I returned from a trip out of town Monday to crashing web servers that ate my lunch all week long. For several days, I used the top command in Linux and watched helplessly as two servers ground to a halt with load averages higher than 100.

Top reports the processes that are taking up the most CPU, memory and time. On the server running Workbench, the culprit was always httpd, the Apache web server. This didn't make sense, because Apache serves web pages, images, and other files with incredible efficiency. You have to hose things pretty badly to make Apache suck.

If you know the process ID of a server hog, Apache can tell you what that process is doing in its server status report, a feature that requires the mod_status module. The report for Apache's web site shows what they look like.

Using this report, I found the culprit: A PHP script I wrote to receive trackback pings was loading the originating site before accepting the ping, which helps ensure it's legit:

// make sure the trackback ping's URL links back to us
$handle = fopen($url, "r");
$tb_page = '';
while (!feof($handle)) {
$tb_page .= fread($handle, 8192);
}
fclose($handle);
$pos = strpos($tb_page, "http://www.cadenhead.org/workbench");
if ($pos === false) {
$error_code = 1;
send_response(1, "No link found to this site.");
exit;
}

Most trackback pings are not legit -- I've received 600 from spammers in just the past three hours. Each ping required Apache to check the spammer's site, download a page if it existed, and look for a link to Workbench. A single process performing this task could occupy more than 50 percent of the CPU and run for a minute or more.

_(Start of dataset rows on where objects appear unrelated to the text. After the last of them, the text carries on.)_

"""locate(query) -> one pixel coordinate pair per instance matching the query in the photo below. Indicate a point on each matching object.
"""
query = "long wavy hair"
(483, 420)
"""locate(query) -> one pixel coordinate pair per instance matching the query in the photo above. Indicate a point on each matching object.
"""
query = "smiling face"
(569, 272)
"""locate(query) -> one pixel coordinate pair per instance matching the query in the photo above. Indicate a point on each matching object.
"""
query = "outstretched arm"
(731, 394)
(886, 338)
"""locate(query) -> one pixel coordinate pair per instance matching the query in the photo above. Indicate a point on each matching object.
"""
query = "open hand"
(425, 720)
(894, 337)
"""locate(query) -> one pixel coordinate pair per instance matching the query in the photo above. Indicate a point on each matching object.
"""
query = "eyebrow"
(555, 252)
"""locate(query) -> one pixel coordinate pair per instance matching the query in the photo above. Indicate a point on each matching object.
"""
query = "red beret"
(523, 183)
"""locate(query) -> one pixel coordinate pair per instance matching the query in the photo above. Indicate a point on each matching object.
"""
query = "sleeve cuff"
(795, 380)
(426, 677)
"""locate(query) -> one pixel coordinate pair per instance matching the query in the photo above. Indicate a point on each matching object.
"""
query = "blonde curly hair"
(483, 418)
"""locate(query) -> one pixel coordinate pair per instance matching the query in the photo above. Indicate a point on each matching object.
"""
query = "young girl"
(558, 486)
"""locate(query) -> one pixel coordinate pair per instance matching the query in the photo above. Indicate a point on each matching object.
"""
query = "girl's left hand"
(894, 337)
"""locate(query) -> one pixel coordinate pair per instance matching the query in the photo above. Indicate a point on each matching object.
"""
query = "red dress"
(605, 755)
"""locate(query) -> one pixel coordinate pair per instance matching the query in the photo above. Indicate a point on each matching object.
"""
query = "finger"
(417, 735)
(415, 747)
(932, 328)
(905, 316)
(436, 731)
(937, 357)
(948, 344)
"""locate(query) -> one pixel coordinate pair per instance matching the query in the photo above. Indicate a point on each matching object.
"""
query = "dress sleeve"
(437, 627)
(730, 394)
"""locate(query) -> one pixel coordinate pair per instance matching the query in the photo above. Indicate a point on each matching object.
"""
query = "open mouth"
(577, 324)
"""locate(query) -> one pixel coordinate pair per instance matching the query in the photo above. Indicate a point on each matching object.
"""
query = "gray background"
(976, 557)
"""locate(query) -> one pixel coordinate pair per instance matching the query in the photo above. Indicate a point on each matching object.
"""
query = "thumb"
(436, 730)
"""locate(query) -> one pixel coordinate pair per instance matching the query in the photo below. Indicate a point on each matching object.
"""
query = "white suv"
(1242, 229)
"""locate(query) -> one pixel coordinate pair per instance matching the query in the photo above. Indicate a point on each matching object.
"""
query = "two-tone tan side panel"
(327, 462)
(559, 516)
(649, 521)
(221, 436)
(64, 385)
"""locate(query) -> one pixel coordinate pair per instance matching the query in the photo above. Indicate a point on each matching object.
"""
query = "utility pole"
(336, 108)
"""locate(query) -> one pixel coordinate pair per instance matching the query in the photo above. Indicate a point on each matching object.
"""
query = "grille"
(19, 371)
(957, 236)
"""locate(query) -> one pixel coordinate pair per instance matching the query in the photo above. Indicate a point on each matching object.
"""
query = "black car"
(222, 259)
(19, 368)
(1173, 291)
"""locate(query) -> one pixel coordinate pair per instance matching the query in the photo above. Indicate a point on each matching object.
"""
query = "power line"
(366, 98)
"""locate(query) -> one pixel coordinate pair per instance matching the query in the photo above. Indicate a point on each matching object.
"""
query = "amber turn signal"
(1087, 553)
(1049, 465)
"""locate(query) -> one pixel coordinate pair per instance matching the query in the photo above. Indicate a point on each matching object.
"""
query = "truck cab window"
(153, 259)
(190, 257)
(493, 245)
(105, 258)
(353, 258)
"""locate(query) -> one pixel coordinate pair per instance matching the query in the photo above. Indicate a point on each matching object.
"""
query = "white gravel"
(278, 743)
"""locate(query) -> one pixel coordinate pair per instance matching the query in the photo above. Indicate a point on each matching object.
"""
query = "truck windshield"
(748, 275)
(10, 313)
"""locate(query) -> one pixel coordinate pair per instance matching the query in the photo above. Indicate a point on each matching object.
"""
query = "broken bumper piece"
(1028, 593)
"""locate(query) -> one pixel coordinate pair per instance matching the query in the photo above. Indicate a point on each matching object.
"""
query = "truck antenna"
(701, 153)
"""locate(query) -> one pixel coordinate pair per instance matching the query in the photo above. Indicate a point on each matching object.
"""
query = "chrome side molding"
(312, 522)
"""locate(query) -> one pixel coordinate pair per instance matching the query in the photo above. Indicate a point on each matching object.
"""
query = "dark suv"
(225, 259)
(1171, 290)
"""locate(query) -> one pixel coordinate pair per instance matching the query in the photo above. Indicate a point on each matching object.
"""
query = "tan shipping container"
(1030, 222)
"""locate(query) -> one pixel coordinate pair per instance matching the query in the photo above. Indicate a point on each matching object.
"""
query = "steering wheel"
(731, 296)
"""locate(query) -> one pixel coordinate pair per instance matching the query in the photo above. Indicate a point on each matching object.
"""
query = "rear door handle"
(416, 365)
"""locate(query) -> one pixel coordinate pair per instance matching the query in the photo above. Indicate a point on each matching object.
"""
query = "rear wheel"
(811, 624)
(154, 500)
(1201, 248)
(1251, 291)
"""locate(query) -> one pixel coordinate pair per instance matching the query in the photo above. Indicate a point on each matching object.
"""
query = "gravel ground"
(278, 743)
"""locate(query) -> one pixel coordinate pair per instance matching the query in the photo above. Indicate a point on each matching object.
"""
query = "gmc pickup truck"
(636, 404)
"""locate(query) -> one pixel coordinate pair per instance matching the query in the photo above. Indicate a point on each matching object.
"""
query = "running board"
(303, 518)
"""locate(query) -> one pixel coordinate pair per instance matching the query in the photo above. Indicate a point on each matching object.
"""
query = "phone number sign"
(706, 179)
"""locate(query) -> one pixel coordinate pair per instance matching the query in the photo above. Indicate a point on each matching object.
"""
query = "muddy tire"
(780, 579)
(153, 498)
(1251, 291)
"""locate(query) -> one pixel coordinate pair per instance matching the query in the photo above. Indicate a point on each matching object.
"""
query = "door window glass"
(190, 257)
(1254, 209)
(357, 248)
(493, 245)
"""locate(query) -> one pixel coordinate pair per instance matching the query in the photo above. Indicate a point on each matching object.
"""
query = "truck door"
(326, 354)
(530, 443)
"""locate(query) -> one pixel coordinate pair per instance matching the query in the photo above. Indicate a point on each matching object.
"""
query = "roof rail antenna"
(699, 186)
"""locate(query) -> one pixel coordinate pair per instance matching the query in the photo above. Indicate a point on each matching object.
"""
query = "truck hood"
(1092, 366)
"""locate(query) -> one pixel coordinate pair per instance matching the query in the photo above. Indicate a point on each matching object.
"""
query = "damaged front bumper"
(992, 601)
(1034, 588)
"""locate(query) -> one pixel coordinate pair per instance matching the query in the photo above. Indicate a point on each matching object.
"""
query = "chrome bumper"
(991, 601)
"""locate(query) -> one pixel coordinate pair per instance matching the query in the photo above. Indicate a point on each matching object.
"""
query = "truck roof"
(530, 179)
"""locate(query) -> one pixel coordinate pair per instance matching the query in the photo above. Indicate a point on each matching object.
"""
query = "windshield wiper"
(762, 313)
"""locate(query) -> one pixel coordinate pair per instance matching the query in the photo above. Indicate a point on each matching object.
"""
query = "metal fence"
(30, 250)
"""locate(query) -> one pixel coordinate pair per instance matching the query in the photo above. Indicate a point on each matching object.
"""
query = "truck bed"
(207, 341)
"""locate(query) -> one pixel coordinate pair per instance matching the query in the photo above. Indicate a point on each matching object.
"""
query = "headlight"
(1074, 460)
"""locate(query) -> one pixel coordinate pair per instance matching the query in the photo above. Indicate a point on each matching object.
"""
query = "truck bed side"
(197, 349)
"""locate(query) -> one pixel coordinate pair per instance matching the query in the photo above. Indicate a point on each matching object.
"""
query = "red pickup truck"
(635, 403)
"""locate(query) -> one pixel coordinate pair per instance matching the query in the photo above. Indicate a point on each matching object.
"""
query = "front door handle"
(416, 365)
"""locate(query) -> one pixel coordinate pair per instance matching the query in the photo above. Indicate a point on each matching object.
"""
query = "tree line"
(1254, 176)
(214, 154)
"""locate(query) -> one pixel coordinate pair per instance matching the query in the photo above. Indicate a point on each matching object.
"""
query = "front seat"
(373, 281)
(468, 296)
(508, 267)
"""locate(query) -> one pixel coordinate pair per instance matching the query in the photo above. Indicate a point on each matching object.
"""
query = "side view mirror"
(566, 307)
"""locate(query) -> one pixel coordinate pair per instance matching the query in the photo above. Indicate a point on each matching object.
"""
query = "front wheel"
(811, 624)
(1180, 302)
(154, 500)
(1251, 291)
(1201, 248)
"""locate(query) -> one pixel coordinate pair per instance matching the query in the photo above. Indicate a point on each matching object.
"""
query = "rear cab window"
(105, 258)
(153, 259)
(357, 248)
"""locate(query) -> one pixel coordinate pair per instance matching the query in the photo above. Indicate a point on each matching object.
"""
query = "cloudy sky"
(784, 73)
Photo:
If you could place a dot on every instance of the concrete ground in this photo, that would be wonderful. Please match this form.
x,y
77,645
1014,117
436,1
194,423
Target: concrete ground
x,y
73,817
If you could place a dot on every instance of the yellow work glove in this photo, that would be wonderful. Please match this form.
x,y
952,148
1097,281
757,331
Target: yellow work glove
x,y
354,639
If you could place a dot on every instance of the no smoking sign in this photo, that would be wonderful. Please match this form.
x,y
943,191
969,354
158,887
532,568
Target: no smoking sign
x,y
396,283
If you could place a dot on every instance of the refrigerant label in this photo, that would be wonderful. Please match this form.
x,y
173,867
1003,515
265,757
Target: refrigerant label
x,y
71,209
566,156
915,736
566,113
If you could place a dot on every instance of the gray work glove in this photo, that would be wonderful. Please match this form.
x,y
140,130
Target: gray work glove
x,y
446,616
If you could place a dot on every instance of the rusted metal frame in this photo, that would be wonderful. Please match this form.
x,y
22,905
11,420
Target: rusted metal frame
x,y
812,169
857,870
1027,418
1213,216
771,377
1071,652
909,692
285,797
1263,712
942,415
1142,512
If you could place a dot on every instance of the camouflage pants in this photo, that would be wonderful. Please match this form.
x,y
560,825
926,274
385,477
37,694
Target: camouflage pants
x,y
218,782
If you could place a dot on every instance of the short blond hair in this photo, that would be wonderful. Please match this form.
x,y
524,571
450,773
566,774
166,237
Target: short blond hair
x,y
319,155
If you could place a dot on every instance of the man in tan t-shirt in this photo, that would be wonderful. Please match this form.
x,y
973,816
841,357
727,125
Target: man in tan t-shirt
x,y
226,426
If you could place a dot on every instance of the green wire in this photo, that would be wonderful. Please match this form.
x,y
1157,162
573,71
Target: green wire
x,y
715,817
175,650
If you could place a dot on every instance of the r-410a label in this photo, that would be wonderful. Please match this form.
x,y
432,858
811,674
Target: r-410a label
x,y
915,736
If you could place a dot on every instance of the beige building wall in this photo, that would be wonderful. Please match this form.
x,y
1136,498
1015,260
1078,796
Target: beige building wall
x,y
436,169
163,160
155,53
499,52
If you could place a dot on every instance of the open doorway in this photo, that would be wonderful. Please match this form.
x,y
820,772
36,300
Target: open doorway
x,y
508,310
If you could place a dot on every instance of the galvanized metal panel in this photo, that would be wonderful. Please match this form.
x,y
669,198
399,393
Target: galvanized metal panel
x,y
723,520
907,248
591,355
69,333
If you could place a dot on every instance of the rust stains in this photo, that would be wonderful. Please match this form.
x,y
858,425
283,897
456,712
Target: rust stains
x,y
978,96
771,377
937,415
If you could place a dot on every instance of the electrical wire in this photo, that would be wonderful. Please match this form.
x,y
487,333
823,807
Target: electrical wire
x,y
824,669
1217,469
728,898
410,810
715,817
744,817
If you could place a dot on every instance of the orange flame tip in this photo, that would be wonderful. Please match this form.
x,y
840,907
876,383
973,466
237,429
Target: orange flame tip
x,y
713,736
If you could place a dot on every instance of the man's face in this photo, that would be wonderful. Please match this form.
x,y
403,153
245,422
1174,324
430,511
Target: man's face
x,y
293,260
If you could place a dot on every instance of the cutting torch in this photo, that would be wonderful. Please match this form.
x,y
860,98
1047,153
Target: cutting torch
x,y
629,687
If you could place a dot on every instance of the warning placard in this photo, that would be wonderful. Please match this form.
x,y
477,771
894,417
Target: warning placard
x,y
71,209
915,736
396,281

I'm surprised Apache ran at all after I added trackback a couple months ago. I was beginning to think the web server software was idiot-proof, but I've proven otherwise.

-- Rogers Cadenhead

Comments

I was beginning to think the web server software was idiot-proof, but I've proven otherwise.

I'm confused. Why is it Apache's fault that you wrote code causing it to crash? A search through all the source of a page would be extremely processor intensive with hundreds of requests an hour.

Can I blame IIS if I wrote an infinite loop in VBScript?


 

Who said it was Apache's fault?


 

Ah, my apologies! I mis-read and took the quote (that I quoted) as meaning it was Apache's fault. Silly me glossed over:

I found the culprit: A PHP script

Keep up the good work!


 

> I was beginning to think the web server software was idiot-proof, but I've proven otherwise.

It's like that saying in Poker... If you've been playing for a while and you haven't spotted the chump, then you are the chump.


 

Just accept the trackbacks (returning a "202 Accepted") and queue them into a file or database table, then separately via a cronjob or some other process, run the queue and purge the 99.999957281% of the crap that is spam from the spammers.

I changed my trackback script to be a PHP script which always replies "202 Accepted" but files all the data way in files to be processed later. Out of maybe 5000 trackbacks I received last year not a single one was valid.


 

I'm having trouble figuring out how the script you posted was using up 50% of the CPU for up to a minute. It shouldn't be nearly that bad. What kind of hardware are we dealing with? The download of the page is essentially computationally free, and scanning one string for a single occurrence of another string is very efficient. I'm just not seeing why it would be running slowly.


 

This server is an Intel 2.4 Ghz P4 Celeron with 1 gig of DDR 266 memory running Redhat Enterprise Linux 3.


 

I would bet it's the DNS lookup on the fopen of the URL. DNS is typically thread safe but not reentrant. Under a threaded server like Apache/2 each DNS call will block until the hostname's been resolved, if you get a slew of trackbacks at the same time the following requests will stall waiting for the hostname to resolve. Assuming everything is working perfectly this shouldn't be a problem, but if you're getting slammed by trackbacks which list fake web sites for the trackback URL, your DNS may hang just long enough on each request to cause the server to fall over.

This is pure speculation on my part, I haven't stared at apache or resolver source code in years.


 

It it helps, I just crashed a server too by simply requesting 100 or so PHP files in just a few minutes via AJAX. Seems each of th PHP files had loops which ran a thousand+ or so times, causing the crash by overloading the machine?


 

It's not apache's fault the server crashed? How preposterous! The software shouldn't crash. It should issue some form of useful error message then carry on.


 

Post #9. I too just carshed a W2K3 server by running a php script that processes a lot of data. Crashdump shows that php is at fault. This is is rather annoying.


 

The problem with the example code is that it does not check for errors returned by fopen().

If fopen() returns an invalid handle, then the while loop will run forever, since feof($handle) will always be false.